Fall; as It Dances through the Leaves

Melissa
Monaghan

I remembered you with my soul clenched
in that sadness of mine that you know.

Fall spread across the land like sand in breeze,
rolling smooth as stones along the stream –
but cold, like fingers, sneaking down the spine,
and dark, and darker, still –
I beg reprieve.
And find I none but darkening, and chill,
and smell of leaves departing, dank from dew,
whose latent lace soon blooms a finger’s trace
across the pane I stare at, near to giving up.

The Western wind creeps underneath my door.
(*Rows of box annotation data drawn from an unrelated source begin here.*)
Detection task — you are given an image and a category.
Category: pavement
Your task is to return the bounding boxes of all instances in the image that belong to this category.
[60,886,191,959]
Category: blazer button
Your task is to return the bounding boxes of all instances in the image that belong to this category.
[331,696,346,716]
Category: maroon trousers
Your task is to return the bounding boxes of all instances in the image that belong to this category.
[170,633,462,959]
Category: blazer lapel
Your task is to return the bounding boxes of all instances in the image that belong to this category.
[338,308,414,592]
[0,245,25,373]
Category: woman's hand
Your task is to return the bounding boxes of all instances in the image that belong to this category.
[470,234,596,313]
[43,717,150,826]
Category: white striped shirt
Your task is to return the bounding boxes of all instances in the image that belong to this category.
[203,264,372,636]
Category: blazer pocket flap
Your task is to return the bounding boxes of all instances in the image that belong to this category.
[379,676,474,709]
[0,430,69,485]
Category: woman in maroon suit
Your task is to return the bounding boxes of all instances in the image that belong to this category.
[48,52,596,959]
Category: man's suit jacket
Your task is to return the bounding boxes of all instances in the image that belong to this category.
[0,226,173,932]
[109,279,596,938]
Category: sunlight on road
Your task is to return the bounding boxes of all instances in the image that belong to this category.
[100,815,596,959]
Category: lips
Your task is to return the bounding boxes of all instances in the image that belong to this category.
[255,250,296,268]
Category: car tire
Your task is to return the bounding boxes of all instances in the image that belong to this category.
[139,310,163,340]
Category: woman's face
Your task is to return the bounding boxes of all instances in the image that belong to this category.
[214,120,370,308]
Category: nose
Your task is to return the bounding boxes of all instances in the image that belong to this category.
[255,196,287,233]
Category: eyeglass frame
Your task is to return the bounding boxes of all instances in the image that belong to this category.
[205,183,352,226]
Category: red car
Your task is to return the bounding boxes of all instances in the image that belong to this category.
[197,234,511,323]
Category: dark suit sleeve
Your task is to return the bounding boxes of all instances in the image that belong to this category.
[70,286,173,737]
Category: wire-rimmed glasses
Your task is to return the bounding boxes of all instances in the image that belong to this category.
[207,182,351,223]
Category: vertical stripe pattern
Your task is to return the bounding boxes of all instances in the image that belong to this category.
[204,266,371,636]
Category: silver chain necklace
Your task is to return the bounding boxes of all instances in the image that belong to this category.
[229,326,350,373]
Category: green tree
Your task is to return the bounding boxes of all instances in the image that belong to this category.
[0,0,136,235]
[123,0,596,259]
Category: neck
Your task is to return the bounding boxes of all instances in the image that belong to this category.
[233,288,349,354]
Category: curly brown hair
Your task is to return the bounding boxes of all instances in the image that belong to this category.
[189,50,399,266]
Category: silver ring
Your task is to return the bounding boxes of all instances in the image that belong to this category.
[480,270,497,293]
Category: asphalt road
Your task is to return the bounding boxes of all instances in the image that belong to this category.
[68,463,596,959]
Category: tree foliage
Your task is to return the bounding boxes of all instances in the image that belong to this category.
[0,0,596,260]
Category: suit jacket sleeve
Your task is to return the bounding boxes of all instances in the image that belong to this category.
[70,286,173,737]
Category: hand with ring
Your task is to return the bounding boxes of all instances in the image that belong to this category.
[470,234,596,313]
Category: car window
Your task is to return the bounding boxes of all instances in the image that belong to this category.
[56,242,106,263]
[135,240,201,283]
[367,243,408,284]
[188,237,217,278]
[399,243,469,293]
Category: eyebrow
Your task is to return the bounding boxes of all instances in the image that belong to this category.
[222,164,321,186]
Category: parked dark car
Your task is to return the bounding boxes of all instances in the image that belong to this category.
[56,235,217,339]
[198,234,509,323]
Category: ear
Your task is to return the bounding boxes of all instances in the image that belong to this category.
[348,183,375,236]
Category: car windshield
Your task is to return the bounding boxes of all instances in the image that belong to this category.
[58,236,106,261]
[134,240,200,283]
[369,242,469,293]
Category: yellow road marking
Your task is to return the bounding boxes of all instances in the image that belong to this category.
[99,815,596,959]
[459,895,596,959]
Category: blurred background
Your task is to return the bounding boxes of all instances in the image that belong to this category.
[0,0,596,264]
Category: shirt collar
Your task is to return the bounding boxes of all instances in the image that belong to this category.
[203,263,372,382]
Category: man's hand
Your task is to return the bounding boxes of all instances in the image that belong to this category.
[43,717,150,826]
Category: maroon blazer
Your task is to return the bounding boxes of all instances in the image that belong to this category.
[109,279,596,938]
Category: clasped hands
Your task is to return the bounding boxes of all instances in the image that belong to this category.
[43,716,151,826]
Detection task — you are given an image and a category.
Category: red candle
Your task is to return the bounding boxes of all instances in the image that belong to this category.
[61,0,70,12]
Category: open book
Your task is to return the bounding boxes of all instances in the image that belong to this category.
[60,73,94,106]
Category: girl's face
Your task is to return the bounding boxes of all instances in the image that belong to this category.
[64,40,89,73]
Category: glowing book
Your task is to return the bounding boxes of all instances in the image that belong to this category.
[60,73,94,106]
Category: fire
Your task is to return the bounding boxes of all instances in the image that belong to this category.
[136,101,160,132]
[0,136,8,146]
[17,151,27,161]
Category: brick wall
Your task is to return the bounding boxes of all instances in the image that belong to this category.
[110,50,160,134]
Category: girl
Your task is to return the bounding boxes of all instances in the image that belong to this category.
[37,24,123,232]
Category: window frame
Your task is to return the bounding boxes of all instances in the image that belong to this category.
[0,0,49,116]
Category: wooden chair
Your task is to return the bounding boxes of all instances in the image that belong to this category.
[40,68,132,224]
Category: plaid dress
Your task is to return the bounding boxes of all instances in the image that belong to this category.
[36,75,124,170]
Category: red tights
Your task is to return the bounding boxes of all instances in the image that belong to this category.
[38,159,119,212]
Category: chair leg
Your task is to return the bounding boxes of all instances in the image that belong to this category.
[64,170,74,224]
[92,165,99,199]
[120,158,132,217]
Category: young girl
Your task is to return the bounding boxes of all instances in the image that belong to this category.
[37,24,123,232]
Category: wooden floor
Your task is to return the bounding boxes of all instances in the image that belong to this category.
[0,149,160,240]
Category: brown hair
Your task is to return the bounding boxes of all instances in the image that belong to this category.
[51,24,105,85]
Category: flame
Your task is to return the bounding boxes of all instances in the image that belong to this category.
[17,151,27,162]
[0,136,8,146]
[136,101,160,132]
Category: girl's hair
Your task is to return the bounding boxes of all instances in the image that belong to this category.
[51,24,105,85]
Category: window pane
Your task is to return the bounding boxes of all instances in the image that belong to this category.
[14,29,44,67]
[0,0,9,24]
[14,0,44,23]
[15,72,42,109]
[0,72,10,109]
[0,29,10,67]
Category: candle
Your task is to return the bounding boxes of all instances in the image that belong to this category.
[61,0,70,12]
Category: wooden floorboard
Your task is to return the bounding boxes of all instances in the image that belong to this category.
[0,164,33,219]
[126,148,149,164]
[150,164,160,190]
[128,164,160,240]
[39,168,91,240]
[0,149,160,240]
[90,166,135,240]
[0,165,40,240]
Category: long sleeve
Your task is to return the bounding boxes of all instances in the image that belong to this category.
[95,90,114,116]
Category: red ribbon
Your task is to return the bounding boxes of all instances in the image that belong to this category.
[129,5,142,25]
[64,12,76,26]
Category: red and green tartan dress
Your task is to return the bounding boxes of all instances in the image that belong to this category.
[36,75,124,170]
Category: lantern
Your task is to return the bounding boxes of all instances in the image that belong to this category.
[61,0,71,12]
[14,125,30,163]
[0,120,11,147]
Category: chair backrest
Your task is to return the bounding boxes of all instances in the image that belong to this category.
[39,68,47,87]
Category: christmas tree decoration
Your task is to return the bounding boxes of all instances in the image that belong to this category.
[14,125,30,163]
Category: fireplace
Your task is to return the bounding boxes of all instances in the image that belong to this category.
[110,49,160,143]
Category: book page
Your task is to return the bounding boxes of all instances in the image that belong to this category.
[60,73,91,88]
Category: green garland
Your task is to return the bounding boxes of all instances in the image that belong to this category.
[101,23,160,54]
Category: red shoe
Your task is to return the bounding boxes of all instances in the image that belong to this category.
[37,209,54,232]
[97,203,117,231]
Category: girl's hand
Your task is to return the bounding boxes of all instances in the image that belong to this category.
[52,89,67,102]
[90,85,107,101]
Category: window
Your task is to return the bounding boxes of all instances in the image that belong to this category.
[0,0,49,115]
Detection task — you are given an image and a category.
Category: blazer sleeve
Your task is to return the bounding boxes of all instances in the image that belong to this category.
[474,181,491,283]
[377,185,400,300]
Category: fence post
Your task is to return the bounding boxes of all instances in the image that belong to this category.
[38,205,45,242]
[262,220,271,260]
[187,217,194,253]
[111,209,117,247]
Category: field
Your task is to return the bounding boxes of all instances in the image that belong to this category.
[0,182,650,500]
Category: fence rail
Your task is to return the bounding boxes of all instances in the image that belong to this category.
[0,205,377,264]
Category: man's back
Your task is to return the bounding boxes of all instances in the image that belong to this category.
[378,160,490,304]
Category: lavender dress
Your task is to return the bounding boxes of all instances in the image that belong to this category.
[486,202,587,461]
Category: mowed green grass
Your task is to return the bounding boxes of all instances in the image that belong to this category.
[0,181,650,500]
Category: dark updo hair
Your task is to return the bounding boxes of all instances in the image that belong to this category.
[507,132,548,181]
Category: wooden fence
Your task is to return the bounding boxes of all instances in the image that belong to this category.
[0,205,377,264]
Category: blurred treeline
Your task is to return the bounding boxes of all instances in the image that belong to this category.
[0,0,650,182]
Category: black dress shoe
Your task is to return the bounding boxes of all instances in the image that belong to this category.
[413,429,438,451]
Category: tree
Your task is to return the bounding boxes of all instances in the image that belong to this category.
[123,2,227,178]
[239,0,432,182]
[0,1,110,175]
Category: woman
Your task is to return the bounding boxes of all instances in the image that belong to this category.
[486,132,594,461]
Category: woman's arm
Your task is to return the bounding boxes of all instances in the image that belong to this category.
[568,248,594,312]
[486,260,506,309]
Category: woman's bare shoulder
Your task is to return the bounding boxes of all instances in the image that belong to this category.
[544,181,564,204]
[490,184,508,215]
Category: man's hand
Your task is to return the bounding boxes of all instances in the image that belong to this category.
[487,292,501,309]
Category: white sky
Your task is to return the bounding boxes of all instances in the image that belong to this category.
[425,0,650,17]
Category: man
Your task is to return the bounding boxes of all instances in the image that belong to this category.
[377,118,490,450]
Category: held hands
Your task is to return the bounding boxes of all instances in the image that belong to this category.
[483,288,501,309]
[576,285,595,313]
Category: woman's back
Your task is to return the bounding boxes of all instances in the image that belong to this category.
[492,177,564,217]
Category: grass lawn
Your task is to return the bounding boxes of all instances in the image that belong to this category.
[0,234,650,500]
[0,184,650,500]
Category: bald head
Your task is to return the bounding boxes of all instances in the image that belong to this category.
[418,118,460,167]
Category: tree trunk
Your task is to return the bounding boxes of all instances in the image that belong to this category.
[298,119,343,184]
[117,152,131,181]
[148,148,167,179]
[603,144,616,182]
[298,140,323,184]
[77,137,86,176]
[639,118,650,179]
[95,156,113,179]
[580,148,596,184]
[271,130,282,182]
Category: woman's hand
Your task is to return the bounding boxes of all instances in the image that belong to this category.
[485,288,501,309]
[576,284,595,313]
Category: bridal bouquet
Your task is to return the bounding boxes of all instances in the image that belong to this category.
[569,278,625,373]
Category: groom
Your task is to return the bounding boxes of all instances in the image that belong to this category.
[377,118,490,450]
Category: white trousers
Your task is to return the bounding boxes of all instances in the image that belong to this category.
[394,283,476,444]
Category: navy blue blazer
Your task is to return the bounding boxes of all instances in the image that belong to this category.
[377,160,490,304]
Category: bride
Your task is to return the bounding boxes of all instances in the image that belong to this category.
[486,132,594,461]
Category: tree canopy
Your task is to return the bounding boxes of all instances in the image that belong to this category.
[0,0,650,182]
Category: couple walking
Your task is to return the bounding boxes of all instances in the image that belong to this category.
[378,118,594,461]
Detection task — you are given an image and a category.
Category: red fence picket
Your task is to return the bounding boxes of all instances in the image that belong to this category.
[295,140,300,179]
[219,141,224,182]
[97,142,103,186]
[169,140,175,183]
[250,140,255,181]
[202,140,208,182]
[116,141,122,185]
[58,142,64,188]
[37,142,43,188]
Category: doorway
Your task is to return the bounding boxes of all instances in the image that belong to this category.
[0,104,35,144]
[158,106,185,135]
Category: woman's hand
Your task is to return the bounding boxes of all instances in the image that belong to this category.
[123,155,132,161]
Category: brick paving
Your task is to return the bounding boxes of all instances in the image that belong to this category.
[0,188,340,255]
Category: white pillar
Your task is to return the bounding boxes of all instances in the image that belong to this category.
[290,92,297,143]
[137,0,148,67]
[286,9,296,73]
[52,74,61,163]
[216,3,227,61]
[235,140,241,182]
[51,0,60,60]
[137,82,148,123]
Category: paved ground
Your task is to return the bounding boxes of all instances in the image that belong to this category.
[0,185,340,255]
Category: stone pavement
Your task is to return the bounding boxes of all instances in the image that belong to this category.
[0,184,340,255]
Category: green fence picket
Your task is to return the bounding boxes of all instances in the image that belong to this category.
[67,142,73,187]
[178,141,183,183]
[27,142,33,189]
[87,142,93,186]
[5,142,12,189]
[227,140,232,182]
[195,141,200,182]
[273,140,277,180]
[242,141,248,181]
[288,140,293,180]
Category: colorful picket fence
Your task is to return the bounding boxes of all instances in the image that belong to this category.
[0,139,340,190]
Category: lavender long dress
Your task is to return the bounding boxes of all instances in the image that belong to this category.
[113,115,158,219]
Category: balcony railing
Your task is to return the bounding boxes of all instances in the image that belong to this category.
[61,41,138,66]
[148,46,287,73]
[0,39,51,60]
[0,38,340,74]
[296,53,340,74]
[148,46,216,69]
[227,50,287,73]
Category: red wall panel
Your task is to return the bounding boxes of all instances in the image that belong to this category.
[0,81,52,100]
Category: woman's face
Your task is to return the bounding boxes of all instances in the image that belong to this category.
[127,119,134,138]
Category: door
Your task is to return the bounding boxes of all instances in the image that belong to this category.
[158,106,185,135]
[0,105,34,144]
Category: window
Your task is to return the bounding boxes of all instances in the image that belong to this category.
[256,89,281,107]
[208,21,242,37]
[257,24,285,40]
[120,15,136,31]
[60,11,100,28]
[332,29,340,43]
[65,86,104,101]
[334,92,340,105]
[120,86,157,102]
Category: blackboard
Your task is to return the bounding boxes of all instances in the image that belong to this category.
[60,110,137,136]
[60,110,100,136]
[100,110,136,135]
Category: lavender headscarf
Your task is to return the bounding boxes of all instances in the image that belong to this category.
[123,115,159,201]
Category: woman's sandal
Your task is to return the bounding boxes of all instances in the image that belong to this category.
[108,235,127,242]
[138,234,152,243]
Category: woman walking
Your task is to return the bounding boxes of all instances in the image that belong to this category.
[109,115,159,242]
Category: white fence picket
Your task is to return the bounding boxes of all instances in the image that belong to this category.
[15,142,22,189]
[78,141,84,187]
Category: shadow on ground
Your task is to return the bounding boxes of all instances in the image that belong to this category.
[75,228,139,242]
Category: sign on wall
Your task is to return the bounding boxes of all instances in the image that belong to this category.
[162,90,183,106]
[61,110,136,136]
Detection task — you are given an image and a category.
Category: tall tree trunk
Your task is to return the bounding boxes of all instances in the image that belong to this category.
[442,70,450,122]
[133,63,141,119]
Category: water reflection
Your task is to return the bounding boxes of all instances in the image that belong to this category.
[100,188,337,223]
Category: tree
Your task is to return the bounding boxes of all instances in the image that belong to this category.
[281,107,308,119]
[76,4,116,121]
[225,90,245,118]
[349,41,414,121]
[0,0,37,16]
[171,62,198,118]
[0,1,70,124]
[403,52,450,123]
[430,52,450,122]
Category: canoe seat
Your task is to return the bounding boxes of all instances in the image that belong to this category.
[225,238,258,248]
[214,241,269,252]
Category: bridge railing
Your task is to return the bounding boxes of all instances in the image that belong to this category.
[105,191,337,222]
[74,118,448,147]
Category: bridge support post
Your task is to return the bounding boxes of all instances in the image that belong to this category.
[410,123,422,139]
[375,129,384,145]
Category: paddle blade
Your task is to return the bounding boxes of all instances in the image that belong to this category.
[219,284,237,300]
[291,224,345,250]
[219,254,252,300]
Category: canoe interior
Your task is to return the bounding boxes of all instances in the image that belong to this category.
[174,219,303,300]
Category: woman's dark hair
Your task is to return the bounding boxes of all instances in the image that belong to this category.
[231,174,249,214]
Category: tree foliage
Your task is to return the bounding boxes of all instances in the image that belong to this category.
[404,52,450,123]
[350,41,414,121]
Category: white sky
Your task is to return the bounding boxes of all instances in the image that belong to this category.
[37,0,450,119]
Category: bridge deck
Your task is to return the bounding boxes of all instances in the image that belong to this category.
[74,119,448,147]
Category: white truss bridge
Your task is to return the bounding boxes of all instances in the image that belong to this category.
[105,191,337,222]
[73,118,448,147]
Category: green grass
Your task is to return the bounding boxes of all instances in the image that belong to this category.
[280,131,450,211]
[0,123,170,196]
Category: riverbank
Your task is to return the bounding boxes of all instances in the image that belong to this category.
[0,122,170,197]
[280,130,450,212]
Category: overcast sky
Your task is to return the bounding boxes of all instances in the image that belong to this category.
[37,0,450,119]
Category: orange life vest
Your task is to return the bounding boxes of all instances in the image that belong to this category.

And you are far away this time –
though maybe no more distant since
that first departure past;
but still, that smallest warmth from me is robbed:
knowing that you are close, and also sad.
And also thinking of the cold, and hollow world.
I watch it waning, barren now within;
And less I speak, not knowing who
would understand
the creeping of the dull pain, day by day,
growing like dying piles beside the trunks
of tired trees –
so many aching trees here, were I but one,
to die beside my comrades: leaf by leaf.
I think on us, as trees, with clenching soul –
yes, I believe your dusk, as here,
brings longing still,
but still your absence renders me unwhole.

Though, I suppose, it really matters not –
for all the months bygone and future years,
each gaze I cast horizon-bound towards thee
meets each with tired, solemn shepherd’s call:
oh, misfortune – Waste and empty is the Sea.